Studies repeatedly implicate a key role for fetal estrogen in the normal development of ovarian morphology and function (Table 1). Exposure of fetal female baboons to a hypoestrogenic environment, by treating their pregnant mothers with an aromatase inhibitor during mid- to late gestation, halves the numbers of primordial follicles found in fetal ovaries at late gestation [33], and drastically reduces the numbers of oocyte-granulosa cell microvilli [34] that are essential for oocyte nutrition and oocyte-granulosa cell intra-follicular communication [35]. Concomitant treatment of pregnant mothers with aromatase inhibitor and estradiol prevents the late gestation ovarian consequences induced by inhibitor treatment, alone, and specifically implicates estradiol in the normal development of ovarian follicles [33,34]. Whether these fetal ovarian deficiencies translate into abnormal adult ovarian function is not yet known.
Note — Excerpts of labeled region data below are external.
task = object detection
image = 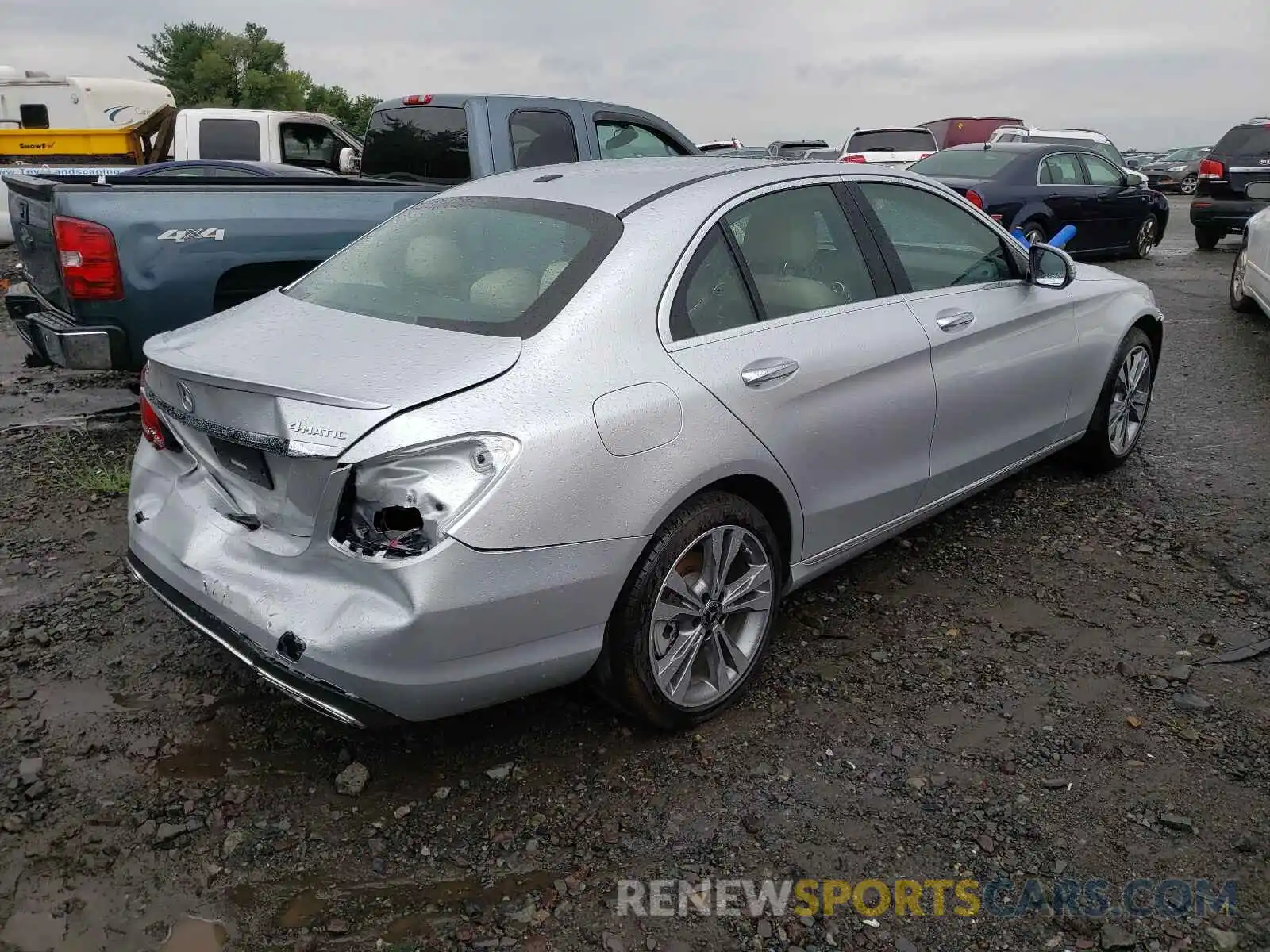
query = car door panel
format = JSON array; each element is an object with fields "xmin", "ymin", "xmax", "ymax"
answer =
[
  {"xmin": 671, "ymin": 298, "xmax": 935, "ymax": 556},
  {"xmin": 852, "ymin": 182, "xmax": 1078, "ymax": 505},
  {"xmin": 668, "ymin": 182, "xmax": 936, "ymax": 557},
  {"xmin": 904, "ymin": 281, "xmax": 1077, "ymax": 505}
]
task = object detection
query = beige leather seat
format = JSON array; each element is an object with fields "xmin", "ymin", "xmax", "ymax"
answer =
[
  {"xmin": 470, "ymin": 268, "xmax": 540, "ymax": 320},
  {"xmin": 741, "ymin": 201, "xmax": 843, "ymax": 319},
  {"xmin": 402, "ymin": 235, "xmax": 464, "ymax": 294}
]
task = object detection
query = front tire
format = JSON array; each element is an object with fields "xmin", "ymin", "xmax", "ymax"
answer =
[
  {"xmin": 592, "ymin": 493, "xmax": 786, "ymax": 730},
  {"xmin": 1076, "ymin": 328, "xmax": 1156, "ymax": 474},
  {"xmin": 1195, "ymin": 225, "xmax": 1226, "ymax": 251},
  {"xmin": 1230, "ymin": 241, "xmax": 1259, "ymax": 313},
  {"xmin": 1129, "ymin": 214, "xmax": 1160, "ymax": 262}
]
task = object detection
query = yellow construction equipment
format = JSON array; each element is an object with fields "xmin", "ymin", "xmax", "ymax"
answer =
[{"xmin": 0, "ymin": 106, "xmax": 176, "ymax": 167}]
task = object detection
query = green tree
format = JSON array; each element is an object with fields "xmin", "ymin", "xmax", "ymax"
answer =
[{"xmin": 129, "ymin": 21, "xmax": 379, "ymax": 119}]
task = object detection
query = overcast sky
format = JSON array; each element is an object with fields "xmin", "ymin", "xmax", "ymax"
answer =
[{"xmin": 0, "ymin": 0, "xmax": 1270, "ymax": 148}]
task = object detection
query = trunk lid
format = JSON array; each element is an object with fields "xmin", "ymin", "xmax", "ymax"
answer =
[{"xmin": 144, "ymin": 290, "xmax": 521, "ymax": 537}]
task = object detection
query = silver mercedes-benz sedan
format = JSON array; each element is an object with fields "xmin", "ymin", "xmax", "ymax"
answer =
[{"xmin": 129, "ymin": 157, "xmax": 1164, "ymax": 727}]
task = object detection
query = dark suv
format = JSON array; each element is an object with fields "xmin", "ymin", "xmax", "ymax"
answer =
[{"xmin": 1191, "ymin": 119, "xmax": 1270, "ymax": 249}]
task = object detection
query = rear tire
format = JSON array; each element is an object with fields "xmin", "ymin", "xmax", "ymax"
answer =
[
  {"xmin": 1020, "ymin": 218, "xmax": 1046, "ymax": 245},
  {"xmin": 1075, "ymin": 328, "xmax": 1156, "ymax": 474},
  {"xmin": 589, "ymin": 493, "xmax": 786, "ymax": 730},
  {"xmin": 1129, "ymin": 213, "xmax": 1160, "ymax": 262},
  {"xmin": 1230, "ymin": 240, "xmax": 1260, "ymax": 313},
  {"xmin": 1195, "ymin": 225, "xmax": 1226, "ymax": 251}
]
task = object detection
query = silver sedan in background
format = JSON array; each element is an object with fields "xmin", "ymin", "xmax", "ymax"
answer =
[{"xmin": 129, "ymin": 157, "xmax": 1164, "ymax": 728}]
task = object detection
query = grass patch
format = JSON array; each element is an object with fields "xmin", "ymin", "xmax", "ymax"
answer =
[{"xmin": 11, "ymin": 427, "xmax": 137, "ymax": 497}]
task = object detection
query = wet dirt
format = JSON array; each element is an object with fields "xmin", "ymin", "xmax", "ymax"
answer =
[{"xmin": 0, "ymin": 203, "xmax": 1270, "ymax": 952}]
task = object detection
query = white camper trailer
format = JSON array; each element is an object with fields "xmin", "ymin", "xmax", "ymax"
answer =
[{"xmin": 0, "ymin": 66, "xmax": 176, "ymax": 129}]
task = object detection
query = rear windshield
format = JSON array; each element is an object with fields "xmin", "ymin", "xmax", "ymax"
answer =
[
  {"xmin": 1016, "ymin": 136, "xmax": 1124, "ymax": 167},
  {"xmin": 908, "ymin": 148, "xmax": 1018, "ymax": 179},
  {"xmin": 1213, "ymin": 125, "xmax": 1270, "ymax": 157},
  {"xmin": 1156, "ymin": 146, "xmax": 1210, "ymax": 163},
  {"xmin": 286, "ymin": 197, "xmax": 622, "ymax": 336},
  {"xmin": 843, "ymin": 129, "xmax": 938, "ymax": 152},
  {"xmin": 362, "ymin": 106, "xmax": 472, "ymax": 186}
]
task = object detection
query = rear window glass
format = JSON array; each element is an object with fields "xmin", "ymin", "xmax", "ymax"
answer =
[
  {"xmin": 198, "ymin": 119, "xmax": 260, "ymax": 161},
  {"xmin": 362, "ymin": 106, "xmax": 472, "ymax": 186},
  {"xmin": 286, "ymin": 197, "xmax": 622, "ymax": 336},
  {"xmin": 845, "ymin": 129, "xmax": 937, "ymax": 152},
  {"xmin": 1213, "ymin": 125, "xmax": 1270, "ymax": 157},
  {"xmin": 908, "ymin": 148, "xmax": 1018, "ymax": 179}
]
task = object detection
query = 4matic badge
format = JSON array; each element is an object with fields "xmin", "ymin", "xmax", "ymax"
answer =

Estrogen deficiencies that are manifest beyond fetal life, as found in estrogen receptor or aromatase knockout female mice, while confounded in terms of manifesting specific fetal programming effects, provide additional insight into discrete components of estrogen action involved in ovarian development and function. ERα receptor expression is found in theca cells and ovarian stroma, while ERβ receptor is located in granulosa cells of growing follicles [36,37]. Given their differing ovarian locations, it is not surprising that the inability of estrogen to bind to the ERα receptor (ERKO) produces different abnormalities than those found in ERβ receptor knockout (BERKO) mice. ERKO female mice exhibit an ovarian phenotype of chronic anovulation, cystic and hemorrhagic follicles, absent corpora lutea, interstitial/stromal hyperplasia, and elevated plasma estradiol and testosterone levels in the presence of luteinizing hormone (LH) excess [38]. Since gonadotropin-releasing hormone (GnRH) analogue treatment normalizes LH levels and ovarian morphology in ERKO mice, and gonadotropin ovarian hyperstimulation results in ovulation, many of the ovarian abnormalities appear secondary to the loss of ERα-mediated negative feedback regulation of LH at the hypothalamus-pituitary level [39,40]. In contrast to ERKO mice, BERKO animals are ovulatory, circulating LH levels are normal, and females give birth to live young, albeit with reduced numbers of corpora lutea and smaller litter sizes [41]. The ovarian phenotype in BERKO mice thus reflects impairments in estrogen action within the ovary related to follicle maturation and differentiation [42,43]. In aromatase knockout (ArKO) mice, devoid of estrogen synthesis rather than estrogen action, the numbers of primordial follicles are reduced apparently due to their lack of formation from fetal germ cell nests and to precocious activation of follicle growth from the primordial pool [44]. In the complete absence of estrogen, ArKO females are anovulatory, folliculogenesis is arrested at the antral stage, and the ovaries manifest hemorrhagic cysts due to endogenous hypergonadotropism [45].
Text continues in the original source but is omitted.